All Artists: Stefano Maltese, Sikilli Ensemble
Title: Voices in the Wind
Members Wishing: 0
Total Copies: 0
Label: Dischi Della Qurcia
Release Date: 1/5/1996
Genres: Jazz, Pop
Styles: Modern Postbebop, Bebop
Number of Discs: 1
SwapaCD Credits: 1
UPC: 027312801521

CD Reviews

Can you ever listen to enough good reed players?
greg taylor | Portland, Oregon United States | 10/08/2004
(5 out of 5 stars)

"I think not. A recommendation from a friend in Florence is what led me to Stefano Maltese. Maltese is one of those annoying guys who plays any and all saxophones, clarinets, flutes and the occassional piano. When he solos on this CD (as he does on 'Hard, Quiet and Floating')he is superb. It would be nice to hear him in a trio format.
But the real surprise and delight of this CD are the compositions. Maltese, like Mingus, Hemphill, Threadgill, Tom Varner and a few others is able to take a sextet or a septet and make it sound orchestral. This is one of his two regular working groups, the As Sikilli Ensemble (means "the Sicilian" in Arabic). It is composed of Maltese on reeds, Roy Paci on trumpet and flugelhorm, Rosario Patania on trombone, Michele Conti on violin, Giuseppe Guarella on bass, Antonio Moncada on drums and Gioconda Cilio on vocals. Maltese will divide the melodic lines into two or more seperate voices and make full use of the polyphony. The violin and bass might play off the rest of the group and then someone in the brass will emerge as yet another counterpuntal voice.
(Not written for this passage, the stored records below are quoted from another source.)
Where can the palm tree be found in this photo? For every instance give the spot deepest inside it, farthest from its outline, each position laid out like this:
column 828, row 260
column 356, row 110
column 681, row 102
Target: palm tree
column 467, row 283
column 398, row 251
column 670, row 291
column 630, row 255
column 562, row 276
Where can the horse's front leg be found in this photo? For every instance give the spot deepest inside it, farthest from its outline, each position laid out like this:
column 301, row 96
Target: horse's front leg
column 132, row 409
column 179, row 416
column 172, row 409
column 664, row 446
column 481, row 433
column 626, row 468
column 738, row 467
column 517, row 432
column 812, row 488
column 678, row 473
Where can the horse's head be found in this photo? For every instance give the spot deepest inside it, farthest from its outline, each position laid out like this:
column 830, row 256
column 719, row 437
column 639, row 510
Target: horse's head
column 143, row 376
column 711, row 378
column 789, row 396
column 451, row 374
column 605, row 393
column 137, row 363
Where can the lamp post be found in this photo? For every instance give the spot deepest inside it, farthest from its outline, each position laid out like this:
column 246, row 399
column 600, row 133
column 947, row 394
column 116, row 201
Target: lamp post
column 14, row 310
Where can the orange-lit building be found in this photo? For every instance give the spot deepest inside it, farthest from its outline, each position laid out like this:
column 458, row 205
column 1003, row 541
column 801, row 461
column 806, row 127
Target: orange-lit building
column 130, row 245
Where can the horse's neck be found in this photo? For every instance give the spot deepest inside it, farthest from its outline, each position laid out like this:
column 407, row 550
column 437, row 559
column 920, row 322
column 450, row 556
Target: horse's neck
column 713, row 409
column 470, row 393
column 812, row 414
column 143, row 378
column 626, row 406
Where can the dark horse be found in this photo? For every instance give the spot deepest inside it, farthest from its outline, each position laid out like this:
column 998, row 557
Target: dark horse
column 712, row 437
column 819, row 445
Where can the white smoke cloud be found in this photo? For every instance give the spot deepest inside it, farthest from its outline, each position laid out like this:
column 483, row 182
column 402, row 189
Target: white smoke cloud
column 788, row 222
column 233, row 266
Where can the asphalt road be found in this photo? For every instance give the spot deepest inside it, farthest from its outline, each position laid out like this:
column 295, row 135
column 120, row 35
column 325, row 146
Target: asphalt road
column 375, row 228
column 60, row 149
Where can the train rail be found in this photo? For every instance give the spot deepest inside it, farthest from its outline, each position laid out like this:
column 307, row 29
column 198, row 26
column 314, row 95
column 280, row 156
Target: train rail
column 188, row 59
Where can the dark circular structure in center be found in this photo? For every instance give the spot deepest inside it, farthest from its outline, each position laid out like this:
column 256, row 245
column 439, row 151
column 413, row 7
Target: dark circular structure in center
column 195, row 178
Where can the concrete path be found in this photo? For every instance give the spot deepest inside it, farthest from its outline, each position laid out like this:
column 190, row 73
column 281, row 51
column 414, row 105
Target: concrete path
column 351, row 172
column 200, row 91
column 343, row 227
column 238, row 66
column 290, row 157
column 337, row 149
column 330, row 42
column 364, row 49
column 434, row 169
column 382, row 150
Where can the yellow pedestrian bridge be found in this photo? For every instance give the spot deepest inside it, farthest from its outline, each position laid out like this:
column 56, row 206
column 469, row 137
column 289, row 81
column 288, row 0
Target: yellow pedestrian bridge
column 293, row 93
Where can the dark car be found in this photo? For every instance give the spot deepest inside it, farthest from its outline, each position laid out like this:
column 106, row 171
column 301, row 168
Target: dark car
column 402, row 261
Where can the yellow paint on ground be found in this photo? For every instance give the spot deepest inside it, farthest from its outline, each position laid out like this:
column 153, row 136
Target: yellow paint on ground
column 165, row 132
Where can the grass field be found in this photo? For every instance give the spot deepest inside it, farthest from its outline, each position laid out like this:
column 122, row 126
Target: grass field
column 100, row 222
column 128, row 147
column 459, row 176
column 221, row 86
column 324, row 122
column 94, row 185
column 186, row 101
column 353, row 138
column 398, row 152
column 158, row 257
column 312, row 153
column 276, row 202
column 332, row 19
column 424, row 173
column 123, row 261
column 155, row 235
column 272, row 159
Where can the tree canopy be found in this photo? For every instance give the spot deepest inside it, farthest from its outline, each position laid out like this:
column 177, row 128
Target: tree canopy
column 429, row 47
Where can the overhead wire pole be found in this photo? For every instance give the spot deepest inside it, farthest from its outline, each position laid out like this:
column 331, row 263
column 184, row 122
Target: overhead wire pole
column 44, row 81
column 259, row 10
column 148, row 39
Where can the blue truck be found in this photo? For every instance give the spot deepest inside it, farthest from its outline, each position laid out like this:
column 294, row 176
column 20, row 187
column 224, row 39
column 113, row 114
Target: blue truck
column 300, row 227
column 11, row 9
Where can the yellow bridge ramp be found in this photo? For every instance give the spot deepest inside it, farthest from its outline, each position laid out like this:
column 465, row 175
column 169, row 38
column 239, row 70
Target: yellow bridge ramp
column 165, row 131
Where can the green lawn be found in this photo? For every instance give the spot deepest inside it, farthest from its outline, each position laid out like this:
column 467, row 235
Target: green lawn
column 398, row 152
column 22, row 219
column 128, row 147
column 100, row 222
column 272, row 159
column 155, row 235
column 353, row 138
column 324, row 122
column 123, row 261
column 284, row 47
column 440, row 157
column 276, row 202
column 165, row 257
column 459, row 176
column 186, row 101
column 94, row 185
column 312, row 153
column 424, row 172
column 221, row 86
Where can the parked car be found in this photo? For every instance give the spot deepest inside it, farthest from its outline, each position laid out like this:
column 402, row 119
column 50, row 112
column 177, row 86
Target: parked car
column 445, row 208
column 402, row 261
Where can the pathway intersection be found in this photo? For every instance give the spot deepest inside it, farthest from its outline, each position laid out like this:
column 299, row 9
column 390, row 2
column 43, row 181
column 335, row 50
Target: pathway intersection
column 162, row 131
Gioconda is used sparingly but effectively- she has a very pure and controlled voice. Sometimes she sounds like she comes out of Billie Holiday and sometimes she sounds like she grew up singing Arabic music and sometimes Mahler.
Which brings us back to the compositions and their source material. Like many of the Italians, Maltese has absorbed the musics of the Mediterranean, American Jazz and contemporary classical. He also seems to throw in Kurt Weill, and 19th century classical. But for him, I suspect, that all of that background is just one big musical style. His musical stylings are very wide ranging and utterly his own. He is simply a very good composer.
And he has been smart enough to put together a really skilled ensemble and to keep it together as a working group so that everyone really knows the music and each other.
Check this guy out. I have the Leo CD of his Open Music Ensemble (which seems to be more in the 11-12 player size) on the way and will review that when I have listened to it for awhile.
In any case, among the Italians, I would rate Maltese as a composer right up there with Gianluigi Trovesi, G. Schiaffini, Pino Minafra and Eugenio Colombo. All of these guys are creating bodies of work that are as good as anything any American is producing right now. That is not to put down people like Threadgill, Varner, or Mr. Anthony Braxton. It is just to suggest once again, that as jazz listeners, we need to start paying attention to what is happening elsewhere.
The Italians simply have a lot to teach us. Let's listen up.